Later, as a teen, my son had his poster in his room. I did not comment. Wise parents pick their battles with their teens.
Then, I listened to his more recent music. Especially "Lose Yourself". Hmmm.....
This is one of the main lessons aging teaches us. People change, and we change. And, things aren't always what they seem to be.
The auto industry has had to change, just like so many of us here in America, to survive. Detroit (which I have never visited, but I have been to Flint) has been through some very rough times, and this commercial can not disguise that their struggle has a long way to go.
You see, I live in a "burnt out industrial town", too. Not on the scale of Detroit, but we've seem hard times here too. Some places, especially nearby Johnson City, boast more crumbling, vacant factories than open, vibrant businesses. If you want to see them (and trust me, you probably don't), just drive a block or two off of Main Street and there they are, in all their former glory.

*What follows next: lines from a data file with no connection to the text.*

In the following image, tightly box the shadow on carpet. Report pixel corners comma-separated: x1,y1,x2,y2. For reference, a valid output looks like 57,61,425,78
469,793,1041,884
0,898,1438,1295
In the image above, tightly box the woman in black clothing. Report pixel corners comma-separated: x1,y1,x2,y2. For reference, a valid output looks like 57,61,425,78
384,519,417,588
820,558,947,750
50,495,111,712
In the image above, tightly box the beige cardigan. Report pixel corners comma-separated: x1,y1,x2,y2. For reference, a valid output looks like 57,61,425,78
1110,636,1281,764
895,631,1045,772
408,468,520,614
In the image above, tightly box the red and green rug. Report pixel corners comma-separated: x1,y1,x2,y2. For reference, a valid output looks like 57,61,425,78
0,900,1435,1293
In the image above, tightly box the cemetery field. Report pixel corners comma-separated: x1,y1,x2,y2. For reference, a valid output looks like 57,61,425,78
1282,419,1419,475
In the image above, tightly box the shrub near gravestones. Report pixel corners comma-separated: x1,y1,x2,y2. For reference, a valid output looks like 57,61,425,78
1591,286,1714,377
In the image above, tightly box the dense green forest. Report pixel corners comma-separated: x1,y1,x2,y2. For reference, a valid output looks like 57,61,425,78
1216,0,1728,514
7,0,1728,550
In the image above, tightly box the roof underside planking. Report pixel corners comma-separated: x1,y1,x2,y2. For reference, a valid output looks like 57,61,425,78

Sometimes I get so frustrated that people here dwell on the glory days of Endicott-Johnson that they don't spend enough time in the present. Detroit had to learn that the hard way with their auto industry, too.
A year or two ago, I blogged about walking around downtown Binghamton during a First Friday (first Friday of the month "art walk") and overheard a young couple comparing Binghamton, not kindly, to Detroit.
So, in a way, I took this commercial very personally. I can only hope that Detroit does rise from the ashes. If it does, some Americans may be very surprised how, and also many be surprised at the ethnic groups that make it happen. But we will just have to wait and see.
There is one P.S., though: my husband and I have only owned one American car (a Saturn) since 1976. The other cars have been imports, ranging from Germany to Japan to Korea. There's a reason for that. We never found much to like in American cars. Many of our generation felt the same way.
But in the meantime....of the various relatives that condemned us for owning imports....well, guess what many of them own now.
Yes, times do change.
And soon, they are going to change even more.